Bir medeniyet hareketi; Ahilik

AHİLİK

Hak ile sabır dileyip bize gelen bizdendir,
İlim, akıl ve ahlak ile çalışıp bizi geçen bizdendir.”
-Ahî Evran-ı Veli

Ahîlik, Arapçaahî” (kardeşim) ve Türkçeakı” (yiğit, cömert) kelimelerine dayandığı kabul edilen bir kavramdır. Ahîlik anlayışında kardeşlik, yiğitlik ve cömertlik gibi değerlerin ön planda olduğu görülmektedir. Ahîlik; birbirlerini kardeş olarak gören, ortak amaçlar etrafında birleşen gönüllü bireylerden oluşan bir topluluktur.

Ahîliğin temel dayanakları; Kur’ân-ı Kerîm, Hz. Muhammed’in (s.a.v.) sünneti ve Türk örf ve adetleridir. Bu anlayış, daha önceki dönemlerde varlık göstermiş olan Fütüvvet hareketinden de önemli ölçüde etkilenmiştir.

Kırşehir merkezli olarak gelişen Ahîlik sistemi, Türkistan’dan Balkanlara kadar uzanan geniş bir coğrafyada etkili olmuştur. Bireylere sanat ve meslek kazandırırken, aynı zamanda ahlaki değerlere dayalı bir hayat felsefesi sunmuştur.

13. yüzyıldan 19. yüzyıla kadar Anadolu ve İslâm coğrafyasında etkin olan Ahîlik, mesleki, ticari, ekonomik, kültürel, toplumsal, ahlaki ve eğitsel alanlarda faaliyet gösteren kapsamlı bir teşkilatlanmadır. Ahî Evran öncülüğünde Anadolu’daki Türkmen esnaf ve sanatkârlar tarafından kurulan bu yapı, yalnızca erkeklerden oluşmamıştır; kadınlar da “Baciyân-ı Rûm” (Anadolu Bacıları) adıyla bu teşkilata destek vermiştir.

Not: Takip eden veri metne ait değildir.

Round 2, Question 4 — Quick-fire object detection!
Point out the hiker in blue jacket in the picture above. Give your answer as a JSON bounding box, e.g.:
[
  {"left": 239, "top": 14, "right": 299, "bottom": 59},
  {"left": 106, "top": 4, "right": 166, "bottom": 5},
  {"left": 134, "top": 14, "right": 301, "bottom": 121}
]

Ahîlik teşkilatı, Anadolu ve Balkanlar’da bir meslek ve sanat yapılanması olarak işlev görmüştür. Üyelerine yalnızca zanaat öğretilmekle kalmamış; ticaret ahlakı, toplumsal sorumluluk ve bireysel erdemler de kazandırılmıştır. Usta-kalfa-çırak ilişkisi çerçevesinde kurulan eğitim modeli sayesinde, hayat boyu süren bir öğrenme sistemi oluşturulmuştur. Bu sistemde; cömertlik, iffet, sabır, tevazu, adalet ve şükür gibi ahlaki değerler öne çıkmıştır.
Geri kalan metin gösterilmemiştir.